Consequently, Ms. Ofstead and colleagues called for a reexamination of current guidelines to move away from the eyeball test, saying that the results found here should pave the way for future studies to devise methods of more effectively cleaning and disinfecting endoscopes in a shorter amount of time.
“In the meantime, methods to ensure effectiveness of reprocessing practices are needed, including the potential use of routine monitoring with rapid indicators and microbiologic cultures,” they suggested.

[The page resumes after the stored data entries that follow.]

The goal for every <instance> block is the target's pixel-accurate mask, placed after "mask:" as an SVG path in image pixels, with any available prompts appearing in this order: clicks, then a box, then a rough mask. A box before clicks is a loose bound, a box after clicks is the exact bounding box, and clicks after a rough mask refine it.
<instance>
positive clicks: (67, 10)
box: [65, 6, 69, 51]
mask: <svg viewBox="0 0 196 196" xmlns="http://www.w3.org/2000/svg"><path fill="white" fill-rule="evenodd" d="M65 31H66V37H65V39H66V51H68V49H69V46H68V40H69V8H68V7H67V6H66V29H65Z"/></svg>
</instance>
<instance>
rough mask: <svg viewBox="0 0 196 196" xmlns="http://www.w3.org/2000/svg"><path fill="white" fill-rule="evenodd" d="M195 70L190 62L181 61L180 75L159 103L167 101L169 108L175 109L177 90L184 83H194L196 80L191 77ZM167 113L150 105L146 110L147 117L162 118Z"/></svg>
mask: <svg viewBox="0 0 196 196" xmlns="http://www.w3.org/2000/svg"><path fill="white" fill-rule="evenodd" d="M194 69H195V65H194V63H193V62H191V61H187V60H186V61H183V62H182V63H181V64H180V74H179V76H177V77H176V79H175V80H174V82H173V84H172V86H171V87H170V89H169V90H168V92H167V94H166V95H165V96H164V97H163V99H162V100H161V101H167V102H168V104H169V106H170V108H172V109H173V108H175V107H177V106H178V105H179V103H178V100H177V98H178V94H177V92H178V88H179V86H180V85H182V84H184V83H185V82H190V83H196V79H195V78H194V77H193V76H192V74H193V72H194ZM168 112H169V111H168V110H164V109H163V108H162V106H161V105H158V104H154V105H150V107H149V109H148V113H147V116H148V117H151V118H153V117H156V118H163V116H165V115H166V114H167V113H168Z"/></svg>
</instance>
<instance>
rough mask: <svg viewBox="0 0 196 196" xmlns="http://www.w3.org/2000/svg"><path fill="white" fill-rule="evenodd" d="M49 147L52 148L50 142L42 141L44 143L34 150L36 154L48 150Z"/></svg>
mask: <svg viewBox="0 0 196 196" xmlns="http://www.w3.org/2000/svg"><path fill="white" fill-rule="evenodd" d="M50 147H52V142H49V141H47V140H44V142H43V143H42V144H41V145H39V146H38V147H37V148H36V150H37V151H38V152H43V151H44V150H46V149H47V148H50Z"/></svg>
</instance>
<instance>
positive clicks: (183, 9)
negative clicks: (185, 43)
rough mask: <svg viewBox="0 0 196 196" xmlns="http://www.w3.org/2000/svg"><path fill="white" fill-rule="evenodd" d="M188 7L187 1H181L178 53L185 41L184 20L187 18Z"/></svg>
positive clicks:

Ms. Ofstead is president and CEO of Ofstead & Associates, which has received research funding and speaking honoraria related to endoscopic procedures from 3M, Advanced Sterilization Products, Medivators, Invendo Medical, Boston Scientific, and Steris. Three coauthors are employed by Ofstead & Associates, but have no other disclosures to report. The remaining coauthors had no disclosures to report. Funding was provided by 3M, Mayo Clinic, and Ofstead & Associates.
FROM AMERICAN JOURNAL OF INFECTION CONTROL
Key clinical point: Current guidelines for the reprocessing of colonoscopes and gastroscopes need to be reevaluated, as they do not guarantee completely successful decontamination.
Major finding: Contamination levels above indicated benchmark levels were found on 100% of bedside-cleaned endoscopes, 92% of manually cleaned endoscopes, 73% of high-level disinfected endoscopes, and 83% of stored endoscopes.
Data source: Study of 15 endoscopes used during 60 encounters/procedures at the Mayo Clinic from Nov. 4 to Nov. 8, 2013.
Disclosures: Funding was provided by 3M, Mayo Clinic, and Ofstead & Associates, which employs Ms. Ofstead and three coauthors.